Сперва был краткий экскурс в историю, с демонстрацией жадных испанцев, разорявших индейские поселения, не щадя ни святынь, ни могильников. Потом были картины трансатлантического вояжа с инфографикой и спецэффектами. Потом картина ночного шторма — и тут же рухнула, надавив на уши, тишина зеленого дна залива, обнявшая галеон на три с лишним столетия. Но вот мимо проплыла подводная лодка. Спустились лёгкие водолазы. Разметили участок дна. Картинка ускорилась: с поверхности спускались материалы, из них вырастали строительные леса и еще какие-то охватившие остов судна конструкции. Потянулись ленты конвейеров, по ним к разложенным на дне тралам поползли первые находки. Скорость снова успокоилась, и все увидели кадры с камеры морского дьявола Николая — когда он очистил кусок переборки в трюме, и на этом участке оказался православный крест. Да, явно мастер обрабатывал и монтировал видео, драматургия была на высоте — захлопали все, даже мы с кардиналом. И уже в финале, кратенько, дали общий план находок, разложенных частью штабелями, а частью просто рядами на полу какого-то ярко освещенного ангара. И — да, золота в кадре было немного, и в глаза оно не бросалось огромными кучами, как тогда, на дне, когда разобрали обрушенные части трюма.

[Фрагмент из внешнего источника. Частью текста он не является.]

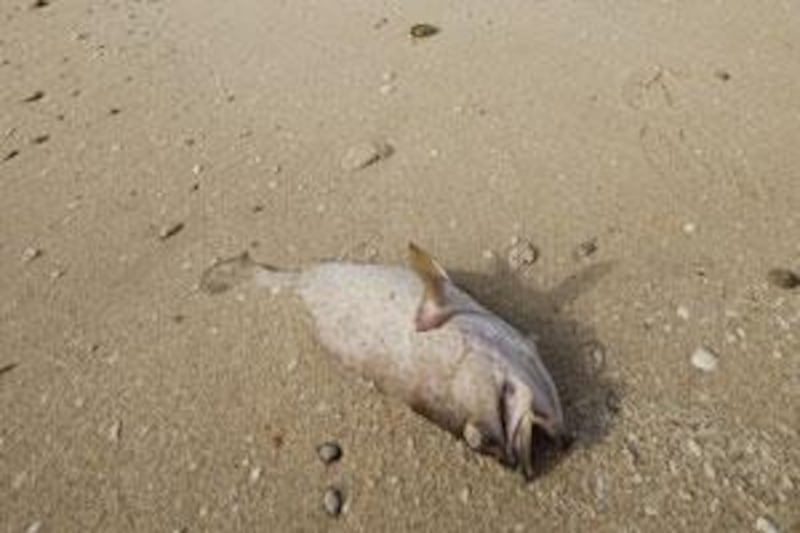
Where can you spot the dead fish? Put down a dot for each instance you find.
(418, 337)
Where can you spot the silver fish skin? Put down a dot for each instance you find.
(422, 339)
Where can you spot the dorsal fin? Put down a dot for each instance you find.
(433, 310)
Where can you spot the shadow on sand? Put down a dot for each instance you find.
(569, 349)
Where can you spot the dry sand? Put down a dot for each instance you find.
(666, 131)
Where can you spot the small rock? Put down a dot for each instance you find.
(364, 154)
(585, 249)
(19, 480)
(329, 452)
(722, 74)
(31, 253)
(765, 525)
(694, 448)
(255, 474)
(170, 230)
(704, 359)
(332, 501)
(522, 254)
(35, 97)
(423, 30)
(783, 278)
(115, 431)
(596, 353)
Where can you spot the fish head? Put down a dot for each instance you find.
(504, 390)
(531, 414)
(513, 408)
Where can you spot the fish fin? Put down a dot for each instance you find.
(433, 311)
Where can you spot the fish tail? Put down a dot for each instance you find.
(243, 270)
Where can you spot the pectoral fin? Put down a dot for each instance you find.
(433, 310)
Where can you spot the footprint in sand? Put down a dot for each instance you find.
(678, 140)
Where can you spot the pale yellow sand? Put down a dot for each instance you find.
(667, 131)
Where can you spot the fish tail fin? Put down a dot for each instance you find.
(243, 270)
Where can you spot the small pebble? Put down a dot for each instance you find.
(704, 359)
(115, 431)
(423, 30)
(255, 474)
(783, 278)
(694, 448)
(722, 74)
(35, 97)
(30, 253)
(585, 249)
(332, 501)
(522, 254)
(364, 154)
(329, 452)
(170, 230)
(765, 525)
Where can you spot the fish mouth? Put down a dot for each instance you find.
(535, 443)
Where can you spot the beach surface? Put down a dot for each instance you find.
(617, 179)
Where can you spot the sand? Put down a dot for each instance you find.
(649, 152)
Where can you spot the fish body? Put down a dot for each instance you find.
(424, 340)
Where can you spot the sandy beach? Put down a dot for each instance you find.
(617, 179)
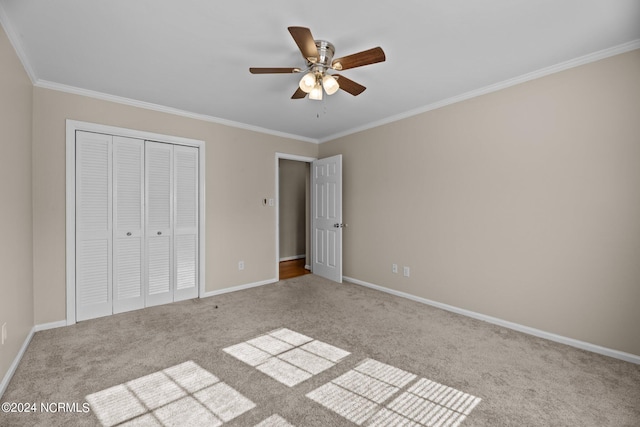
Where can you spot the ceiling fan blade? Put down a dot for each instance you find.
(303, 38)
(254, 70)
(299, 94)
(349, 86)
(359, 59)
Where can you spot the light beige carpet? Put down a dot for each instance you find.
(309, 352)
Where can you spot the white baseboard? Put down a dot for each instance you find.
(238, 288)
(628, 357)
(25, 345)
(16, 362)
(291, 258)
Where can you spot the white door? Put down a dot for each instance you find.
(186, 222)
(159, 222)
(326, 222)
(94, 240)
(128, 219)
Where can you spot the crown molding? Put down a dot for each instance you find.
(14, 39)
(169, 110)
(572, 63)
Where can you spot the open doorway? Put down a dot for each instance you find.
(293, 226)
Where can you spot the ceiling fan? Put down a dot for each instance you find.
(319, 57)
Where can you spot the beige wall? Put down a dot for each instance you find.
(523, 204)
(16, 243)
(292, 208)
(240, 172)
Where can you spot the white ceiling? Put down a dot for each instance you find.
(194, 55)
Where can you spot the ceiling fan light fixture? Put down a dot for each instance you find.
(316, 92)
(330, 84)
(308, 82)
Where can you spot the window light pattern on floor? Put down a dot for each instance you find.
(360, 396)
(275, 421)
(184, 394)
(287, 356)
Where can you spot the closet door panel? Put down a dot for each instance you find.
(159, 222)
(128, 208)
(186, 222)
(93, 225)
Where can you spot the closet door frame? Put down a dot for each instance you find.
(71, 127)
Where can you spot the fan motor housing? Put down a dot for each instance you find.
(325, 54)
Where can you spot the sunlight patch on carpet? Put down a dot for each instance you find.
(287, 356)
(361, 395)
(184, 394)
(275, 421)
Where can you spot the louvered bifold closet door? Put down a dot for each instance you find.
(93, 225)
(128, 220)
(159, 222)
(186, 222)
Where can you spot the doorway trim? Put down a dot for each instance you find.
(285, 156)
(71, 127)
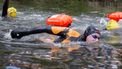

Кино понравилось всем. Как и в прошлый раз, на «Нерее», всем досталось по конверту с золотой монетой. Раскрасневшийся и заметно довольный Михаил Иванович рассказывал Антону с Ваней, что это были не пиастры, как предположили те, а колониальные испанские монеты достоинством в 8 реалов, ставшие прообразом и прототипом серебряного доллара, появившегося позднее. Такой валюты — пиастры — на самом деле вообще никогда не существовало.
В шатре играла музыка, разлетаясь над тёмным побережьем. Звёзды над океаном светили ярко, как в морозную ночь, когда небо чистое, глубокое, завораживающе-пугающее необъятной и непостижимой чернотой. Мы с Надей стояли на берегу, она впереди, я позади, обнимая и прикрывая своими руками её голые плечи от ветра с воды. Вдруг за спиной заиграла песня, которую я до сих пор никогда не слышал. Как много, оказывается, я упустил ещё и в современной эстраде. Парень с девушкой пели про тёплые волны цвета индиго*. И это был страйк, как говорят в боулинге. Сочеталось всё: голоса исполнителей, какой-то средиземно-латинский ритм, слова, образы и картинка вокруг. Надя обернулась ко мне и начала плавно двигаться в ритме музыки, которая манила и влекла за собой. С удивлением я заметил, что и сам стал покачиваться и переступать ногами в такт. Потом песня закончилась. Началась следующая. А мы стояли обнявшись, не отводя глаз друг от друга, словно летя над границей между пляжем и тёмной водой Атлантики.
— Прилетай скорее! — просительно протянула дочка, подкравшаяся так тихо, что жена вздрогнула от неожиданности. Я же слышал тихий шелест песчинок под лёгкими босыми ногами, поэтому вздрагивать не стал.
— Хорошо, солнышко.
— Живым и здоровым! — в голосе жены просьбы не было. Было требование. И мольба.
— Да, родная. Обещаю, — кивнул я.
Полёт снова прошёл штатно, и сообщил об этом тот же самый командир воздушного судна, или капитан, как там у них, летучих, правильно-то? Оказалось, что при наличии определённых факторов, как то персональный самолёт, наработанные связи и опыт, и, разумеется, богатства несчитанные, серый кардинал легко мог организовать мне прямой перелёт по маршруту «Кадис — Могилёв». По которому до меня, пожалуй, даже птицы не летали.
В воздухе я изучал отчёты Лорда, который вчера поведал мне в ответ на историю Змицера старинное семейное предание Ланевских. То есть, конечно же, Волков-Ланевских.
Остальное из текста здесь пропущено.